Foreign investor interest in Myanmar’s garment manufacturing sector is still strong despite a fall in the volume of garment exports in fiscal 2019-20, according to the government. Of the 178 foreign enterprises endorsed by the Myanmar Investment Commission (MIC) and permitted to invest in Myanmar between October 1 last year and May 31 this year, more than three quarters channelled capital into the manufacturing sector, according to the Directorate of Investment and Company Administration (DICA).

The new investors include garment manufacturers. The MIC will prioritise investments in garment manufacturing going forward as these are labour intensive industries likely to create a large number of jobs, DICA director general U Thant Sin Lwin told state-controlled media recently.

Manufacturers that are able to produce face masks and other personal protective equipment related to COVID-19 will also be given priority. Enquiries from investors are still flowing in even though garment exports fell to a mere $2.7 billion between October 1, 2019, and May 31, 2020, representing a $24 million decline from the same period a year before due to order cancellations from the European Union, according to U Khin Maung Lwin, assistant secretary in the ministry of commerce.

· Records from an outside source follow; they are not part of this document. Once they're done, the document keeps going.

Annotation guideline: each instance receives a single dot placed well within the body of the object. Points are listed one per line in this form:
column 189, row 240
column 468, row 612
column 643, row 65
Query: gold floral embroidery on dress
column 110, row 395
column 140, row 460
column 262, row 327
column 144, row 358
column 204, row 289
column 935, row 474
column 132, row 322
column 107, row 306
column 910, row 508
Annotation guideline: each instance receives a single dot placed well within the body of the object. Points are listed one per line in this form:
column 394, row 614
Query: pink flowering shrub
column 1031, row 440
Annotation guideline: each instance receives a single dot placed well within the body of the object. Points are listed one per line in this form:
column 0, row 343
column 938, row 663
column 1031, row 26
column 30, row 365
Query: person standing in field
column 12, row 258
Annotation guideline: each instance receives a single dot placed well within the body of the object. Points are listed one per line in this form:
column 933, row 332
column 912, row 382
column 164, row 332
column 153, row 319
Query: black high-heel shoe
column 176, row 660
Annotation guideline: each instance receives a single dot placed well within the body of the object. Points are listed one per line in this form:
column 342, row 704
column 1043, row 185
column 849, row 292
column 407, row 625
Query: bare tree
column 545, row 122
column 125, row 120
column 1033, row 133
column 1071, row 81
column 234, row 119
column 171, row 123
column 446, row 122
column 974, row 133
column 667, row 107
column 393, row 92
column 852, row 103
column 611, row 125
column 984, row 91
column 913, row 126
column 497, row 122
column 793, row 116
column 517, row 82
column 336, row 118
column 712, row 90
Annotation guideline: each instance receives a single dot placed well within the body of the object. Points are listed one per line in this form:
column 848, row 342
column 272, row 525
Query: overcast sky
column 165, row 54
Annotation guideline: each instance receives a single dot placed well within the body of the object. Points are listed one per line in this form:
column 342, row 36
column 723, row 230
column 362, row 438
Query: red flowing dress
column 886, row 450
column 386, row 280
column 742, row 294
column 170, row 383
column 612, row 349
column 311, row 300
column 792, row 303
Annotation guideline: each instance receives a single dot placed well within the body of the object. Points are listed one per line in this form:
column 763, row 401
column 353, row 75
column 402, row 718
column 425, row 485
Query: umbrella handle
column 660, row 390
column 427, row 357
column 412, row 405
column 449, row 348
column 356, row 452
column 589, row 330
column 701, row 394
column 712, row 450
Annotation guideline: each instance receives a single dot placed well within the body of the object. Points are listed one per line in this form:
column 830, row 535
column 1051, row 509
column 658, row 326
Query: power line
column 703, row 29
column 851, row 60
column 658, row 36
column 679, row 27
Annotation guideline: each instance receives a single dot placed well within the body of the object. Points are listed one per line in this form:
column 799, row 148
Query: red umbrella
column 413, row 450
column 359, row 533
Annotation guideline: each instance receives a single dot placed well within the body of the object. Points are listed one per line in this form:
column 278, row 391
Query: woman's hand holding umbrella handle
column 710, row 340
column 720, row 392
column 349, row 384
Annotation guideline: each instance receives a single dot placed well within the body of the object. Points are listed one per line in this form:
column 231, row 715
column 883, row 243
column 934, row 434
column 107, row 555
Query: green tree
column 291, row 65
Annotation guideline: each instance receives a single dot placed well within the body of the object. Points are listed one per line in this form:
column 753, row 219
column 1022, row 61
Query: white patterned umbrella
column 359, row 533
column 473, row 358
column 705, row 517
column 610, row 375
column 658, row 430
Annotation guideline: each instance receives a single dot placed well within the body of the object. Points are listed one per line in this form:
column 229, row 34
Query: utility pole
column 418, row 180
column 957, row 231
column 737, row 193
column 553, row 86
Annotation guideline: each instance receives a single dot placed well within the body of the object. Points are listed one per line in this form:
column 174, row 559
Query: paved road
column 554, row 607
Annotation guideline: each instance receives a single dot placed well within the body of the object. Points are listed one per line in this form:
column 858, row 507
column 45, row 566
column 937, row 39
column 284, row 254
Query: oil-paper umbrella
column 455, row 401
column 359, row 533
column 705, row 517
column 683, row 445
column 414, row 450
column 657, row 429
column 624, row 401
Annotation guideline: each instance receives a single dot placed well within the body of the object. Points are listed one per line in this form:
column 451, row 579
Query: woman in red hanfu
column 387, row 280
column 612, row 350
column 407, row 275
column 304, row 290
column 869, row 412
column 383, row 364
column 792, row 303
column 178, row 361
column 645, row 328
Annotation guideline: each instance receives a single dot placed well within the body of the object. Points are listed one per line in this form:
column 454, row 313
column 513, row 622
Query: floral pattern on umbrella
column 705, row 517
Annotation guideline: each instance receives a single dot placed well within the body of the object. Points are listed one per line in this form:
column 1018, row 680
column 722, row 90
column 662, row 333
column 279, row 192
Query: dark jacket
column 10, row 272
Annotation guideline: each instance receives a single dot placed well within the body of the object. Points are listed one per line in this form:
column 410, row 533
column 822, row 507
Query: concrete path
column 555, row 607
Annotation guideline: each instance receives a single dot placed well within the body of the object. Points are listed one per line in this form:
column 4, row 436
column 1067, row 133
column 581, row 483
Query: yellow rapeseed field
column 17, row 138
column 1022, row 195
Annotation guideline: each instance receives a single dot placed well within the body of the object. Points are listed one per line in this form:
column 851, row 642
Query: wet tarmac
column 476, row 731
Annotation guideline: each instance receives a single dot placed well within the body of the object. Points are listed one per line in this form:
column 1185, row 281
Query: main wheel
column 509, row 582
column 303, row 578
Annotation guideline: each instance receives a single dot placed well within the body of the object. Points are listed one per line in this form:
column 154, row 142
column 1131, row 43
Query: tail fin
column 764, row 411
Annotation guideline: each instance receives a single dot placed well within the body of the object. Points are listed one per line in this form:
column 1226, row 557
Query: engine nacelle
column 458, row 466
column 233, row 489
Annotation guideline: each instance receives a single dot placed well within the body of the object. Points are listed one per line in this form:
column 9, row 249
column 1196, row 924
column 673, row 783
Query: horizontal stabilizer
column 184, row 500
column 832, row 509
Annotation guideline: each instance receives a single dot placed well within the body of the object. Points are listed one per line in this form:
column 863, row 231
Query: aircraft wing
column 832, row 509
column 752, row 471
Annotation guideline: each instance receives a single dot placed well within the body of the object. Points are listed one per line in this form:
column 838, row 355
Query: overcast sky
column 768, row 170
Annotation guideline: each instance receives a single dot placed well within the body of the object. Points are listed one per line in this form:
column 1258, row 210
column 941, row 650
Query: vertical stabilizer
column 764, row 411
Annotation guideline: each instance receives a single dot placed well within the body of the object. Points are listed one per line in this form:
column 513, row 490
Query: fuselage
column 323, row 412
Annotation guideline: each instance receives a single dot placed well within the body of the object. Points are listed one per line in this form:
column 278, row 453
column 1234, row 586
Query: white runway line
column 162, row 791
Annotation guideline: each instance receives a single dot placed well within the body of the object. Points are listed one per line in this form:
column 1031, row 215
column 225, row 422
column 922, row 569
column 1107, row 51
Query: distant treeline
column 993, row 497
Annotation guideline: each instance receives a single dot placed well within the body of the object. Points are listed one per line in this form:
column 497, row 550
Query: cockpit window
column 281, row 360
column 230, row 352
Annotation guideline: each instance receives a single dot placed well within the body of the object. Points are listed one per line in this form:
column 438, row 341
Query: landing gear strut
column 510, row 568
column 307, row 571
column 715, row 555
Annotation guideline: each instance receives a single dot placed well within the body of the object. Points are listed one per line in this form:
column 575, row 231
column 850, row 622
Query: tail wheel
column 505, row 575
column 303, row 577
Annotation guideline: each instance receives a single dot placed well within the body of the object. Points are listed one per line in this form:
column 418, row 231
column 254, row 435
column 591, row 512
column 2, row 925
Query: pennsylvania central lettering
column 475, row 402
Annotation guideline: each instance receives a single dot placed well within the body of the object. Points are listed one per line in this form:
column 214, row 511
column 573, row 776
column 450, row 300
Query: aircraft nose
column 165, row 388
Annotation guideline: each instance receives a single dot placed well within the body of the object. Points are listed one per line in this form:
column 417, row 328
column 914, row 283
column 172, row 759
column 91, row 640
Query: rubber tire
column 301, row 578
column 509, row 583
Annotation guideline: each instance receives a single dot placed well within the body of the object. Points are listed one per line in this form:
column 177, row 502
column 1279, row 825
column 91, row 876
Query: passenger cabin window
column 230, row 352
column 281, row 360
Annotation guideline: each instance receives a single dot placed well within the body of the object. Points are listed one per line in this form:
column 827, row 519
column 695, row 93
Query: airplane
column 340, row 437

This has also led to a rising number of disputes between employers and their employees as factories are forced to lay off or close. The industry hires up to 700,000 predominantly female workers across 600 factories, according to data provided by the EU. Disruptions to the Myanmar garment sector first started in February, when raw material imports from China became sporadic as a result of COVID-19 closures and lockdowns. “We are hearing news of orders that were previously cancelled being revived again. There is also some export revenue coming from the Myanmar-Thai border, where garment businesses in Myawaddy have exported around $71 million worth of products to Thailand,” Maung Lwin said.